In one of C.S. Lewis’ Chronicles of Narnia – The Horse and His Boy, I believe – Aslan observes that He tells us each our own story, but others’ stories are not for us to know. In other words, what the Spirit of God is doing and how He is working in others’ lives is not something He invites us to know, nor is it anything we are allowed to ask or judge. Therefore, the only question we are allowed to ask for every story we read in the Bible, every parable we hear told, and every sermon we hear preached is this: are You talking to me, Lord?

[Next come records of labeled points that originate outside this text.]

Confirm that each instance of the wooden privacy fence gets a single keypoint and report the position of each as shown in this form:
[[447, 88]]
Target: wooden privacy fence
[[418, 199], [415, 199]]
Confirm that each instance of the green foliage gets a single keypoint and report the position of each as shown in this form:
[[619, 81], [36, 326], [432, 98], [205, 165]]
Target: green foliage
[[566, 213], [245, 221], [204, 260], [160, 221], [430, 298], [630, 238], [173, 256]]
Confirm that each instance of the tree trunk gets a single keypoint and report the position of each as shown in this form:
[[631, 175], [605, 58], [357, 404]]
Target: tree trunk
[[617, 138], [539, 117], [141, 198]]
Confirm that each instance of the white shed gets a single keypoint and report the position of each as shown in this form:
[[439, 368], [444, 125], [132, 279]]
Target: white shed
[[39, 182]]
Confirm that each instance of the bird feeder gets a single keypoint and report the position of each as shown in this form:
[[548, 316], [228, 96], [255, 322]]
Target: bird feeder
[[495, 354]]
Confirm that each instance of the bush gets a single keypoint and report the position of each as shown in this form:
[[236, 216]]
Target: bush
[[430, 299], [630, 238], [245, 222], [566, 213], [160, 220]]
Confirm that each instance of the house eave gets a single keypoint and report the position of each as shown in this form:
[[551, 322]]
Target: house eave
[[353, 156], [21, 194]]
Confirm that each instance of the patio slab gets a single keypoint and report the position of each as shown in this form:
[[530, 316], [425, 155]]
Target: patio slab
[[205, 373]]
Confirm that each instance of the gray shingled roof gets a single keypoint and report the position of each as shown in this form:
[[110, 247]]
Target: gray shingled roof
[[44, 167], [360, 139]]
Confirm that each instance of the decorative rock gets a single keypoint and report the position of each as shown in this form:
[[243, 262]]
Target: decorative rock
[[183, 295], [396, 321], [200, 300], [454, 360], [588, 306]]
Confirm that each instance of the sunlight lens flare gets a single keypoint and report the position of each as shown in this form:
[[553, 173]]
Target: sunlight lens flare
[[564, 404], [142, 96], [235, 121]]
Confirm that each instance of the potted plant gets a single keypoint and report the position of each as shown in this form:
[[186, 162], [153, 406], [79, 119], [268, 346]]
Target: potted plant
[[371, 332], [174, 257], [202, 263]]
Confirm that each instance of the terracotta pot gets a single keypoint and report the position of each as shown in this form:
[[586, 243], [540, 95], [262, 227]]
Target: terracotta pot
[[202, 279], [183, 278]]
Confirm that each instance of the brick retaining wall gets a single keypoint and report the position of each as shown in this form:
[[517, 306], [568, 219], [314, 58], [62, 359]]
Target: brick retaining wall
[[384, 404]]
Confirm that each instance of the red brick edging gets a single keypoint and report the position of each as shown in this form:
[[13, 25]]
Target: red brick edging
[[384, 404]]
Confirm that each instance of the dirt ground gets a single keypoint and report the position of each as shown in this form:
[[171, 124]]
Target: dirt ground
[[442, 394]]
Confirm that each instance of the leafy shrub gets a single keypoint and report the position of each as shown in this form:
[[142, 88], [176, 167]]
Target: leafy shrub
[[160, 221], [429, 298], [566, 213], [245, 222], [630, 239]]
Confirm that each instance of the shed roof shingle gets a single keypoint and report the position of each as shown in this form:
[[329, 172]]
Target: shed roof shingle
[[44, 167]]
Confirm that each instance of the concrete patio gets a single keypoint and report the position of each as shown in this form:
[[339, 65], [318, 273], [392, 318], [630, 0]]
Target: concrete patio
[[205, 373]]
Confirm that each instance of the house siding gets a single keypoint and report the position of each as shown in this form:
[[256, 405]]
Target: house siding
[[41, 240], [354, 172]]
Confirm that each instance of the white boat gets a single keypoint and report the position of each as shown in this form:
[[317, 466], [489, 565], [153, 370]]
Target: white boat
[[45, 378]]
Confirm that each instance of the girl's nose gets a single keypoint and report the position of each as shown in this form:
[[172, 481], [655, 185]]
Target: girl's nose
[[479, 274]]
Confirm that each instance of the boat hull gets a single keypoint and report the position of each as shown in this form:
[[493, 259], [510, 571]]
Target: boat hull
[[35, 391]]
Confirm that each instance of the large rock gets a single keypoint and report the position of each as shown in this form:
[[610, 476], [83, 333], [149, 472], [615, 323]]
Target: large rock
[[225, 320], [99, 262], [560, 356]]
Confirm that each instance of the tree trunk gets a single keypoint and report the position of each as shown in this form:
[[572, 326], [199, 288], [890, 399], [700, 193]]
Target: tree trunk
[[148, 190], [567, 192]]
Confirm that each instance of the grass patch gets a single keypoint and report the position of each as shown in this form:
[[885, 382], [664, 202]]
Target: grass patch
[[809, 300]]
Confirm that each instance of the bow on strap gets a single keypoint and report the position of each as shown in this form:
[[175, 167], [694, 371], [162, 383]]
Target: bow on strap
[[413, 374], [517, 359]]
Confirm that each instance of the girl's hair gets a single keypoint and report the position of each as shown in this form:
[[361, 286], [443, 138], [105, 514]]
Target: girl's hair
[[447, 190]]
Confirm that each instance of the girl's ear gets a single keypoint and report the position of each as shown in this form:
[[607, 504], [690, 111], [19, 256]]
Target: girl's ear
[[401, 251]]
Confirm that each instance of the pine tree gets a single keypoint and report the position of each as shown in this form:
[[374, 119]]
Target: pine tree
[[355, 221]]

When Jesus told parables as illustrations, He wasn’t trying to trick anyone. The state of our own souls is what tricks us, not the mysterious, hidden point of a parable. Some of the stories Jesus told are painfully clear, but we do not see or understand because we do not believe He is talking to us. Afterall, if we pray, go to church, involve ourselves in Christian activities and the like, then of course, we are doing all we can to please Jesus and must be right with Him. Such a thought is to deny the reality of Jesus’ own experience with religious people.
Many years ago in a sermon, a pastor of my youth observed that he had a great deal of empathy for the Pharisees because he knew that, had he lived in Jesus’ day, he would have been one of them. The wisdom of his insight is one that every good Christian ought to recite daily, lest we become devoutly religious and minimally Christian and one day find ourselves crucifying the Lord. Once we pass from seeking ourselves in Jesus’ story to seeking Jesus in our own story, seeing and understanding are beyond our reach. There is nothing that can be said, no amount of explanation given, no proof so irrefutable as to make us see what Jesus was saying and still says today, and our souls cannot be healed.
The difference lies entirely in this one, small distinction: do we fit in Jesus’ story, or does Jesus fit in ours? If Jesus fits in our own story, we will never understand the Gospel. If we fit in Jesus’ story, we will find ourselves in Him over and over again, as He teaches us more and more.
Ask yourself this: do you read the Bible to prove you are right, or do you read the Bible to know where you are wrong? The former will never understand, but the latter will come to know even the hidden things of God.